Dresden/Meißen, 20. Februar 2026 – Bereits zum zweiten Mal fand die hochschulübergreifende Lehrveranstaltung „Steuerlehre neu denken: KI im steuerlichen Berufsalltag zwischen Effizienz und Verantwortung“ statt. Das Kooperationsprojekt zwischen der DHSN Dresden | Duale Hochschule Sachsen und der Hochschule Meißen (FH) und Fortbildungszentrum bringt Studierende aus der Steuerverwaltung und aus steuerberatenden Studiengängen in einem gemeinsamen Lernformat zusammen.
Ziel der Veranstaltung ist es, unterschiedliche berufliche Perspektiven frühzeitig miteinander zu verzahnen und zugleich zentrale Zukunftskompetenzen im Umgang mit Künstlicher Intelligenz (KI) zu stärken.
Im Mittelpunkt der diesjährigen Durchführung stand die Frage:
Wie verändert KI den steuerlichen Berufsalltag, wer trägt die Verantwortung – und wo liegen die Grenzen ihres Einsatzes?
In zwei aufeinander aufbauenden Lehrblöcken bearbeiteten die Studierenden steuerrechtliche Fragestellungen sowohl konventionell als auch KI-gestützt. Dabei lernten sie:
- Grundlagen der Funktionsweise von Large Language Models (LLM),
- Prinzipien des Prompt-Designs,
- Methoden zur systematischen Überprüfung KI-generierter Ergebnisse,
- typische Fehlerquellen wie Halluzinationen, Verkürzungen und normative Verzerrungen,
- rechtliche Einordnung und Risikobewertung im Kontext des European Union AI Acts.
Curriculumsübergreifender Dialog auf Augenhöhe
Das innovative Lehrformat lebt vom Austausch zwischen Studierenden des Fachbereichs Steuerverwaltung (Hochschule Meißen FH) und des Studiengangs Steuern, Prüfungswesen und Consulting (DHSN Dresden).

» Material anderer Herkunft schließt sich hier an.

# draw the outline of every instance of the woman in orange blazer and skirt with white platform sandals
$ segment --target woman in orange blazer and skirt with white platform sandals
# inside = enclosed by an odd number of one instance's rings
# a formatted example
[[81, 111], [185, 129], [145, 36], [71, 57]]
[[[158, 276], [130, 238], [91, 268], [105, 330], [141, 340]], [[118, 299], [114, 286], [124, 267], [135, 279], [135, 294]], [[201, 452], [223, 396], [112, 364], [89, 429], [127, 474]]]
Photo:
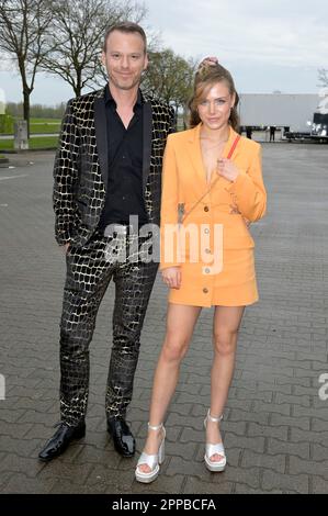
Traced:
[[[258, 301], [248, 224], [264, 215], [267, 201], [261, 148], [237, 134], [237, 103], [228, 70], [213, 59], [203, 61], [190, 102], [192, 128], [168, 138], [160, 265], [170, 288], [167, 334], [154, 378], [148, 437], [135, 472], [139, 482], [152, 482], [159, 473], [165, 415], [203, 306], [215, 306], [204, 460], [210, 471], [223, 471], [226, 465], [219, 422], [244, 310]], [[172, 227], [178, 227], [173, 237]]]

In gemischten Gruppen diskutierten sie unter anderem:
- den Aufbau und die Organisation der Finanzverwaltung,
- Berufsformen und Organisationsstrukturen steuerberatender Berufe,
- Zusammenarbeit, Rollenbilder und Vorurteile,
- gesellschaftliche und rechtliche Zwänge,
- Verantwortung für Steuerrechtsanwendung und Steuerrechtspflege.
Eine abschließende Simulation mit vertauschten Rollen schärfte zusätzlich das Verständnis für Denkweisen, Entscheidungslogiken und Handlungszwänge der jeweils anderen Berufsseite.
Digitale Urteils- und Reflexionskompetenz als Schlüsselqualifikation
Die Veranstaltung verdeutlichte:
Gerade im steuerlichen Berufsalltag – zwischen Effizienzdruck, Haftungsfragen und dem Umgang mit sensiblen Daten – wird digitale Urteils- und Reflexionskompetenz zu einer zentralen Zukunftskompetenz.
Die erneute Durchführung des Projekts unterstreicht den hohen Mehrwert des hochschulübergreifenden Formats und die strategische Bedeutung digitaler Kompetenzen in der Ausbildung künftiger Fachkräfte im Steuerbereich.
Die DHSN setzt damit ein deutliches Zeichen für eine moderne, verantwortungsorientierte und praxisnahe Hochschullehre.